Since joining the Umatilla Tribes 12 years ago, Coyote has been heavily involved with state and national coalitions in addressing violence against tribal women. When the Justice Department’s Office of Violence Against Women held its tribal consultations in 2006—the same year grant funding was made available to tribal nations under VAWA since it passed in 1994—Coyote was there.
Moreover, when U.S. Attorney General Eric Holder held a listening session about five years ago to address the victimization of Native women and “complex jurisdictional issues,” she attended.
Her efforts, and the efforts of other tribal advocates, helped pass a piece of historic legislation in which the federal government is “finally … actually seeing the atrocities going on [on] the reservations for all these years that have not been addressed, that have been swept under the table,” Coyote said.
“It’s like, for the first time, the lens is on the safety of Indian tribal women, and that hasn’t been seen in I don’t know how long,” she said.
Dossett echoed this sentiment, calling the passage of VAWA 2013 “a huge step forward for tribal authority and jurisdiction and for the safety of Native women.”
While there is hope survivors will start to come forward and seek help now that the pilot project is underway, Coyote believes survivors and their families will be tentative to trust the Umatilla Tribes’ ability to hold non-Native offenders accountable both in court and through its batterer’s intervention program, “until one case has gone through.”
“But I do think that once it becomes knowledge—truth—to our community, we will see a lot more victims willing to bring this forward,” she told Rewire.
Establishing trust, though, has less to do with the Umatilla Indian Reservation’s legal system than it does with the impact of the 1978 Oliphant opinion—and the United States’ long, sordid history of settler colonialism.
Through pugnacity, settlers of the “New World” pilfered much of the original Indian Country and its resources, pushing Native American tribes further away from the established lands. Iniquitous treaties and laws, and centuries of bloodshed, continued colonizers-cum-lawmakers’ exploitative clampdown on Native American tribes, with the Dawes Act of 1887—the United States’ official assimilation policy for nearly 50 years—the most shattering. Experts believe programs like the coercive Voluntary Relocation Program and the near erasure of Native American history in schools only serve to further Native American assimilation as a modern sociopolitical objective.

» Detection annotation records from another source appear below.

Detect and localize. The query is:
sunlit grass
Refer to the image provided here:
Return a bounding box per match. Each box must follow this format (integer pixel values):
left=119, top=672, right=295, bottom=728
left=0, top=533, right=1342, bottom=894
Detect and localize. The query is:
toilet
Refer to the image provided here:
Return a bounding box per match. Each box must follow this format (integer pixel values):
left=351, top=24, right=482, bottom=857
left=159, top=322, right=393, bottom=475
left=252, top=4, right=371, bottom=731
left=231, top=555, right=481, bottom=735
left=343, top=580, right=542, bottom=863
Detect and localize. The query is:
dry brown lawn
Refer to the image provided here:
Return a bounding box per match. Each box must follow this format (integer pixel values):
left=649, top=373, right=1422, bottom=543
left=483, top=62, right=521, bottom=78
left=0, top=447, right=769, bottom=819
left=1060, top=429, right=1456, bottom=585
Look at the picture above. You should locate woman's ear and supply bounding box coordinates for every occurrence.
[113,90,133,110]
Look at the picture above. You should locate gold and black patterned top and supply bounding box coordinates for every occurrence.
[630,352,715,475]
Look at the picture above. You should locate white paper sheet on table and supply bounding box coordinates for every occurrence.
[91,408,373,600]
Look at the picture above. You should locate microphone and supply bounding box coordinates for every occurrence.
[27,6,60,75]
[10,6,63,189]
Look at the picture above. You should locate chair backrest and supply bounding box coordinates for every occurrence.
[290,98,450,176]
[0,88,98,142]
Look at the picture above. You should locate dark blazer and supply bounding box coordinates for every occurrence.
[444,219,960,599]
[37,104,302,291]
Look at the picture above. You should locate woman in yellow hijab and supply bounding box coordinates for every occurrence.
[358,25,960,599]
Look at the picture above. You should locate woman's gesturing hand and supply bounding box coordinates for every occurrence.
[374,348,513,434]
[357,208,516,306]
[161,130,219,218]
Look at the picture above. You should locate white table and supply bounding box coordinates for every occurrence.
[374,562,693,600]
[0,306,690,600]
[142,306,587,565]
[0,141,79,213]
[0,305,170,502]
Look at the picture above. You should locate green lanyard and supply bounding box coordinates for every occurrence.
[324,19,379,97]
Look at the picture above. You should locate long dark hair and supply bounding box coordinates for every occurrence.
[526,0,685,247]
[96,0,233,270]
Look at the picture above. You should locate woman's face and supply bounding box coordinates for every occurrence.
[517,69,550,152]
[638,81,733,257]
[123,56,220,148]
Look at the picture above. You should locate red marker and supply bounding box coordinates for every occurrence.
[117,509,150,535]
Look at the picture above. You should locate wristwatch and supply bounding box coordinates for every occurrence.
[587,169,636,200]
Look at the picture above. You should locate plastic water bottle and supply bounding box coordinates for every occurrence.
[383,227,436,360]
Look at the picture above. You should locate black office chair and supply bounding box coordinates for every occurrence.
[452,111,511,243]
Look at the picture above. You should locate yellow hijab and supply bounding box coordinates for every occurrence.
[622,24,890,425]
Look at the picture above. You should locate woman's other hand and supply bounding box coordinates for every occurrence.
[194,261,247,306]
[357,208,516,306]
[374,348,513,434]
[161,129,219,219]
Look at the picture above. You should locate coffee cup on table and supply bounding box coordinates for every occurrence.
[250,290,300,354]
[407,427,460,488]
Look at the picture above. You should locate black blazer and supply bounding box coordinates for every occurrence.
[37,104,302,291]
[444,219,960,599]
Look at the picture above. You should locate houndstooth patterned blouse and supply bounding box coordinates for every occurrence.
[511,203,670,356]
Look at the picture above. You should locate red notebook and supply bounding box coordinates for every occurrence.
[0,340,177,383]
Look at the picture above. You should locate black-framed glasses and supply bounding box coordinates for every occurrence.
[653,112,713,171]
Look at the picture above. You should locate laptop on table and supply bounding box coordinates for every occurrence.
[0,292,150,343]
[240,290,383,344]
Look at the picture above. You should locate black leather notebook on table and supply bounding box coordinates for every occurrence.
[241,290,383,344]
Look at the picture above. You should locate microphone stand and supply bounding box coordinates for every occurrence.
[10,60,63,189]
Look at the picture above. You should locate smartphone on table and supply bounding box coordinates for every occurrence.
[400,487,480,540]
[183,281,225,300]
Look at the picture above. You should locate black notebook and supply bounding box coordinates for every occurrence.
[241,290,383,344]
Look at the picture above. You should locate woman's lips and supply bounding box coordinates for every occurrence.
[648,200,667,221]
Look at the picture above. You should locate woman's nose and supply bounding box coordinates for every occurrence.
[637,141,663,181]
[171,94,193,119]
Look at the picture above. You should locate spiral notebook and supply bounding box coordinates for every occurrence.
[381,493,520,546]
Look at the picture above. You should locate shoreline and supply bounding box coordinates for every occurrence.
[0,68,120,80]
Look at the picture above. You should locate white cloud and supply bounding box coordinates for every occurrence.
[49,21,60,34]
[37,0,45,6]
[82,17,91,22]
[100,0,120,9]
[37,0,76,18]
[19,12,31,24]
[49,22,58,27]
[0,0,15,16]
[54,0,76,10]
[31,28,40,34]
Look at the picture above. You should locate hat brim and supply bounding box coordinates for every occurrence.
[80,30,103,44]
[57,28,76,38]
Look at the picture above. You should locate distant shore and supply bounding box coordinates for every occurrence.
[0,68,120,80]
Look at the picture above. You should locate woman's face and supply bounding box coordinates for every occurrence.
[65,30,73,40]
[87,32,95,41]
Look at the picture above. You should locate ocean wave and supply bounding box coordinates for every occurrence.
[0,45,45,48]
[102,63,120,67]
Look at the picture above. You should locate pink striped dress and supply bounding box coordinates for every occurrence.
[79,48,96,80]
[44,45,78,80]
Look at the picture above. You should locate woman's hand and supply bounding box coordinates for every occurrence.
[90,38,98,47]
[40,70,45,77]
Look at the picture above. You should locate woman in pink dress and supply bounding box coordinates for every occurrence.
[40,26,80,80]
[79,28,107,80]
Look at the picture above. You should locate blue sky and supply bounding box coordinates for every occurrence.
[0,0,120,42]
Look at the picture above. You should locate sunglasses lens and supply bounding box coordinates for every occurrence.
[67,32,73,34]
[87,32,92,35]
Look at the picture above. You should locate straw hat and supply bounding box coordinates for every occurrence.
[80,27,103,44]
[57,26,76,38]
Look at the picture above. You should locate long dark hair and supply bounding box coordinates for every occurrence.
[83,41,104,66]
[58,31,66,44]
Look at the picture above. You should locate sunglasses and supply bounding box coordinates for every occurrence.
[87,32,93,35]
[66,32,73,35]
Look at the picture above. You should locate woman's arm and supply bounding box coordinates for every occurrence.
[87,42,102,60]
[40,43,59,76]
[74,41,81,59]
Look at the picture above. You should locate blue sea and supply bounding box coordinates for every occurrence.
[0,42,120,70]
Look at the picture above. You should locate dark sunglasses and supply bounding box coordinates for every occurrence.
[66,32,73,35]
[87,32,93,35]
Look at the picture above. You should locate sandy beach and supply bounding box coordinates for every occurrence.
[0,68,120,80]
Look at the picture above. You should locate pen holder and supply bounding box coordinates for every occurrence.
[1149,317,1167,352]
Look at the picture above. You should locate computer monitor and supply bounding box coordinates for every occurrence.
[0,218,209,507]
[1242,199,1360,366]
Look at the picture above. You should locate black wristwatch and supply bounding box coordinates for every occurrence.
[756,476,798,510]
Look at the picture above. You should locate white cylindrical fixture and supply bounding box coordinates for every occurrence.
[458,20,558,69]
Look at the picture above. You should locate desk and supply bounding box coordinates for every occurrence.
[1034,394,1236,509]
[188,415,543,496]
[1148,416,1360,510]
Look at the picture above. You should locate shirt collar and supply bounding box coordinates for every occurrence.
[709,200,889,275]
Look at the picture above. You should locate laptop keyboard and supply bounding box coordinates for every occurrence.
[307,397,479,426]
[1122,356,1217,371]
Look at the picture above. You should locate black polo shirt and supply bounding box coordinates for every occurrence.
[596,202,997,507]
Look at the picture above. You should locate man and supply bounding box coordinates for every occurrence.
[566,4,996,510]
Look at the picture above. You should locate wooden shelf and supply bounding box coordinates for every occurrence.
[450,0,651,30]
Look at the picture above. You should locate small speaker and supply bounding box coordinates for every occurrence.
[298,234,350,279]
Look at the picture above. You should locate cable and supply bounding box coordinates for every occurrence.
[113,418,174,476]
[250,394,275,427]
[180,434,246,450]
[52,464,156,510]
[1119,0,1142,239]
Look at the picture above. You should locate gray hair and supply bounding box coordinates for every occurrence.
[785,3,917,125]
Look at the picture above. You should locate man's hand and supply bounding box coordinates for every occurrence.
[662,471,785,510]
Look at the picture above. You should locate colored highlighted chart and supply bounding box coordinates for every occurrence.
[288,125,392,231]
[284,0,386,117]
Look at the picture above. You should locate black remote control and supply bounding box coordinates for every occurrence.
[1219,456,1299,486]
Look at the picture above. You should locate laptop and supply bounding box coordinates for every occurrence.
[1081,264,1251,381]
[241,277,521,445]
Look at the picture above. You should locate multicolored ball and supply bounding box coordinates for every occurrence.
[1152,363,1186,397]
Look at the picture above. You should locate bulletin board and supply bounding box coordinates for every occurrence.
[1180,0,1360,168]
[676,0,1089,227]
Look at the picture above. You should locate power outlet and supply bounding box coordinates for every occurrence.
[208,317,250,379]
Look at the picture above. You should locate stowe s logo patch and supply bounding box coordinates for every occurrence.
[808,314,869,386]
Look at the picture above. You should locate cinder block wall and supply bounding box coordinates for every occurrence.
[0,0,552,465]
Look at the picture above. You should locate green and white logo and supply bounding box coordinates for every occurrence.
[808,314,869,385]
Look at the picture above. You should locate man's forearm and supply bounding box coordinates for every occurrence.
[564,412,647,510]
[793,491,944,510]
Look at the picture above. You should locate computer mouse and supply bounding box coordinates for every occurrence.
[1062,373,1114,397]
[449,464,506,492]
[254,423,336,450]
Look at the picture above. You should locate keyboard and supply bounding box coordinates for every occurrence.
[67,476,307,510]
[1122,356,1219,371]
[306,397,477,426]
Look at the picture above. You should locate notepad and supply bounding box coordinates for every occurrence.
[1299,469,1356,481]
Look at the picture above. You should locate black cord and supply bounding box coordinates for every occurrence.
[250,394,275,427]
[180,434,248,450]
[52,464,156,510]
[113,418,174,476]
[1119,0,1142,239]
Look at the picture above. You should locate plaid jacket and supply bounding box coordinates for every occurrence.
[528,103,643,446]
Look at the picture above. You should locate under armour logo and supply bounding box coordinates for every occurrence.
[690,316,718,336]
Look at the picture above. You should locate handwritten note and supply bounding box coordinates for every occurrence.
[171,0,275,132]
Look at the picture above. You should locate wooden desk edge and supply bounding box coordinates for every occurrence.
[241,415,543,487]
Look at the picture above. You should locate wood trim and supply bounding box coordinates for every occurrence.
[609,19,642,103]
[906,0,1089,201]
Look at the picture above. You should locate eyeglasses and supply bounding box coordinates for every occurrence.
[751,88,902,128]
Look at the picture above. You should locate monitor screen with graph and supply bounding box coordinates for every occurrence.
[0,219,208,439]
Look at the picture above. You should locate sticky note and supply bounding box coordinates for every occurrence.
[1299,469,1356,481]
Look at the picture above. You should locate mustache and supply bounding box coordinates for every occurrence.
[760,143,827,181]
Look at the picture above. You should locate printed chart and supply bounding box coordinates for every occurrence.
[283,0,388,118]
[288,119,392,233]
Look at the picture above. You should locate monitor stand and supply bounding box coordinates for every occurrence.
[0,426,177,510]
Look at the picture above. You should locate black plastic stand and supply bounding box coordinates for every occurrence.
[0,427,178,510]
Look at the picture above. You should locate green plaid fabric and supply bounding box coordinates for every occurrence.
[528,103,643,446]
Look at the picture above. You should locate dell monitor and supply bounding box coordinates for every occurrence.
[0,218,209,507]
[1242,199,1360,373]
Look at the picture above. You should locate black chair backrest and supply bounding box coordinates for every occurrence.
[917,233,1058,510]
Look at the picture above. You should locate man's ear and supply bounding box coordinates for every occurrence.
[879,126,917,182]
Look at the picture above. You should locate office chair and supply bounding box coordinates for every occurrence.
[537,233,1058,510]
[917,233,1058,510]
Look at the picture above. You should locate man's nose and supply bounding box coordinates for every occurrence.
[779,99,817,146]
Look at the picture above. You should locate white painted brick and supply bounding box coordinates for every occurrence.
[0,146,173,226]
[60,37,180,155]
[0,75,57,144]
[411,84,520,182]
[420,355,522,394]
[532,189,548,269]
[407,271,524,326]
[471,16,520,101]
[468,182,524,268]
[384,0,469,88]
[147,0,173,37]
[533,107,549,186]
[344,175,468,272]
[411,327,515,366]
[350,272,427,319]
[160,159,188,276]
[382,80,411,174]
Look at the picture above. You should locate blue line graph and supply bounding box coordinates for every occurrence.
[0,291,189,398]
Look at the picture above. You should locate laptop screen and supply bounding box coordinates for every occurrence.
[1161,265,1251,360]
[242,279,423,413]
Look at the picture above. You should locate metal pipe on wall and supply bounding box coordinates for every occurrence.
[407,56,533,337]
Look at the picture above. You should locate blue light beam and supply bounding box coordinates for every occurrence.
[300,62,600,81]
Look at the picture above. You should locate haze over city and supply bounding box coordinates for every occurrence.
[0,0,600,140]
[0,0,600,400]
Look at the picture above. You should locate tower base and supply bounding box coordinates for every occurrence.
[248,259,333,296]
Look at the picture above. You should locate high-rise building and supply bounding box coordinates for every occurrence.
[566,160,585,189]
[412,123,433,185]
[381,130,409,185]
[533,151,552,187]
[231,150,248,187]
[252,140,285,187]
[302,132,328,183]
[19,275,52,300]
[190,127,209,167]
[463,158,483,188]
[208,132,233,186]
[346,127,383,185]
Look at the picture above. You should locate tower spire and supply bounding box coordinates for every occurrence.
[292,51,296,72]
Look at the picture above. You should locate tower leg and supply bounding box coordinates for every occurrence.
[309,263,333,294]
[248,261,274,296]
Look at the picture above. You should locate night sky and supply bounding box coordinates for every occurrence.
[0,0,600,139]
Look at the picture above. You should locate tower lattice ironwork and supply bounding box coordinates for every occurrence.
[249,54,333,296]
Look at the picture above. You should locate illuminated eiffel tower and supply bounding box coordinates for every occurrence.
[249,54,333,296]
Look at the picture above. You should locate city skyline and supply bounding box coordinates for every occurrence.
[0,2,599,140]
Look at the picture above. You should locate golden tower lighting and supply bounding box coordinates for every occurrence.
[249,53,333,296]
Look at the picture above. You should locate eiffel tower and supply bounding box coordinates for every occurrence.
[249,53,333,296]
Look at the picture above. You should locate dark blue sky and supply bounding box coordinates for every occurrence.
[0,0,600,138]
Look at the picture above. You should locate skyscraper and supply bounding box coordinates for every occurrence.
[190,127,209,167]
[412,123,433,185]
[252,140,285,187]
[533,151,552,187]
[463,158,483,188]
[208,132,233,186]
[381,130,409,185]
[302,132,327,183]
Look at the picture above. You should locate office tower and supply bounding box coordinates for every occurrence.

The corollaries of the United States’ settler colonialism and “generational trauma” still linger for tribal members, especially tribal women, says Coyote. If nowhere else, this is underscored by vehement dissent against expanding protections for Native American tribes under the Violence Against Women Act reauthorization. A number of Republican senators, including Ted Cruz and Rand Paul, have said Section 904 is unconstitutional, and questioned tribal nations’ ability to carry out the law.
Of the 138 House members who voted against VAWA 2013’s Senate-approved bipartisan version, all were Republican.
If you ask Coyote, “outright racism” and long-purported stereotypes towards Native people played a “huge role” in this pushback. In order for tribal members to trust the law, and to establish meaningful collaboration, the United States particularly will need to “take an honest look at the atrocities that occurred and learn from it,” she said, and not continue to look negatively at tribes “from a window or a magnifying glass.”
For the program to succeed, the federal government and tribal nations will have “to actually get together, know each other, and learn to be able to trust each other,” she said.
The inimical way in which Native tribes and people are treated in and by American society, though, are largely dictated by that prejudice, Coyote added, so “we have to really hope that [the United States doesn’t] lean on those stereotypes and leave it at that.”
She continued, “They have to really get out and be a part of a team who’s trying to address the issue in a positive way.”